My 5 high school soccer playing kids participated in so many games, necessitating early Oak Hill pick-ups or a parent substitute stepping in so we could be at all 'The Big Games' and not risk missing those crucial moments of glory (hehe!); 

My children have moved along, and now span the country, making their homes from Portland Me. to Oakland Ca. and all points between; 

Nick and I spent almost a decade nursing both his parents through their final years of homebound, round the clock nursing needs; 

COVID upended our routine, and became the catalyst for our move to all outdoor school; 

Two of my children have children of their own, making us grandparents to two babies in one year with a 3rd on the way; 

Pets, so many sweet pets have joined our family and many sadly departed over the years, from anoles, guinea pigs and bunnies, to our cats and of course our sweet extended family of dogs. Merlin, Max, Minnow, Mowgli, Franklin, Charlie, Kipper and Daisy! Only Kipper and Daisy still play alongside the children, since Charlie and Franklin have moved away with Toby and Zoe. The muddy footprints of all our 'M' Dogs are all over the memories and hearts of so many of your children. A bunch of awesome, loving, patient and long suffering fur babies, ever watchful from the side of the sand play area, or from the base of the back hill, where several of them have found their final resting place, forever overlooking their home. 

The biggest point of reflection here, is simply this.
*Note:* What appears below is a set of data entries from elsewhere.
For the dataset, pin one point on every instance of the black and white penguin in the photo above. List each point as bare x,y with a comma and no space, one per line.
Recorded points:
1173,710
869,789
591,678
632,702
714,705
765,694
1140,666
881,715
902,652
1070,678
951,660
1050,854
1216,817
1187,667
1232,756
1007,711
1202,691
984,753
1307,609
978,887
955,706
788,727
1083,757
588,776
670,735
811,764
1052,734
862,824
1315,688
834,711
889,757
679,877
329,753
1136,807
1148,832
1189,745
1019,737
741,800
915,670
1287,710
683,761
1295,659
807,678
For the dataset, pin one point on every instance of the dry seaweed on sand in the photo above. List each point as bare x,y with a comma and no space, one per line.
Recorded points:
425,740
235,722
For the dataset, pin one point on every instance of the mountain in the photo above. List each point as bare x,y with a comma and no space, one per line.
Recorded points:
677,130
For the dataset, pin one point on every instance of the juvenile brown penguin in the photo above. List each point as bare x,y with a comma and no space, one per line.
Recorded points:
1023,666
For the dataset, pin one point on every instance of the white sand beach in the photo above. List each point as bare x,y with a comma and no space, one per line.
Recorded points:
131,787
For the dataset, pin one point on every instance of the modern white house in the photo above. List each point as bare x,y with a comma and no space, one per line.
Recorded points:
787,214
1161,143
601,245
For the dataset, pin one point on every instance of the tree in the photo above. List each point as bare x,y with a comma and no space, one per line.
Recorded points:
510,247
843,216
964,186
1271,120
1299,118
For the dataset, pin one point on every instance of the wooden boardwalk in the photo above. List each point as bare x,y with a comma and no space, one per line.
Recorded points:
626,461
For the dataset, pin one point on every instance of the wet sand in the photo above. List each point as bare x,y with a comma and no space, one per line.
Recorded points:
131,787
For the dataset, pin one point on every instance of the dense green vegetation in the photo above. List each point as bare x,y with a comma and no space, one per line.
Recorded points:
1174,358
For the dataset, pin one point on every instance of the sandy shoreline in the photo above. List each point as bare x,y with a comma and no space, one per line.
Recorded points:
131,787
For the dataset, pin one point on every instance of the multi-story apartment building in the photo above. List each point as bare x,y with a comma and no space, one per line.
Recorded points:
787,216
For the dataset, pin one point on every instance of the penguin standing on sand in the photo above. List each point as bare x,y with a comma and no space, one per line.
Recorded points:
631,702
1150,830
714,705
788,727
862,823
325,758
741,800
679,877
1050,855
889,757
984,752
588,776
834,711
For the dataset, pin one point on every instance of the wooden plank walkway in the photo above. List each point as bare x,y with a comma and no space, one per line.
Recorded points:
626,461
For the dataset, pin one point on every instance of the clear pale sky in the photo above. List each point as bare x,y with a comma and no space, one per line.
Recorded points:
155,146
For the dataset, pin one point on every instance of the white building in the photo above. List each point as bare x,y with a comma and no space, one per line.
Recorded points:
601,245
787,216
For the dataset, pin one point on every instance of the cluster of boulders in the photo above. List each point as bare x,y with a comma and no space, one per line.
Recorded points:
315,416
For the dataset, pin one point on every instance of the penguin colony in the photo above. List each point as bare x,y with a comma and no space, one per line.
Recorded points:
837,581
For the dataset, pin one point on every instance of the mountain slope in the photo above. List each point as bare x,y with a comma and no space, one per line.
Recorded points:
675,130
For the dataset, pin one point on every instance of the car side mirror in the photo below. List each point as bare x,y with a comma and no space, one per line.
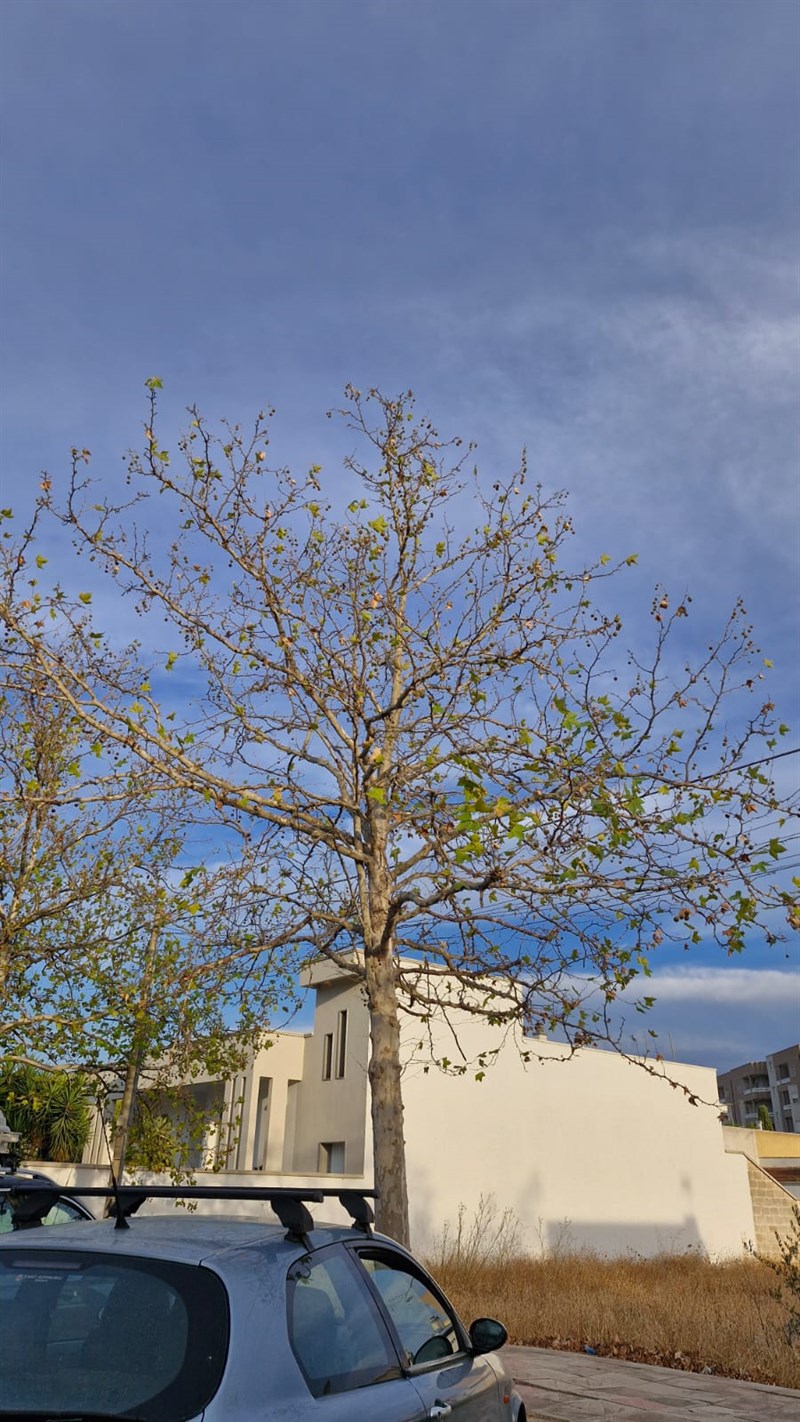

In living and working in the same place, our family affairs, our messiness, our anxieties and problems, our mourning, but also our celebrations, most exciting moments and biggest news headlines have spilled over into the world of Oak Hill. And our community, (not least of all including an exceptional line up of amazing staff) have therefore been inextricably bound to our history. You all have hugged us, high fived us, handed me tissues, celebrated and mourned alongside us. You have supported us, rallied behind us through all of it, and by virtue of this proximity, through the tricky and happy absence of the option to compartmentalize, you have taken on the role of extended family! 

In love and gratitude for your trust, for bringing your most treasured possessions to us, and placing them in our care, for your support and enthusiasm through the years, for throwing yourselves into just about any program we have dreamed up, and for always having a smile and a delightful wave, wherever we run into each other!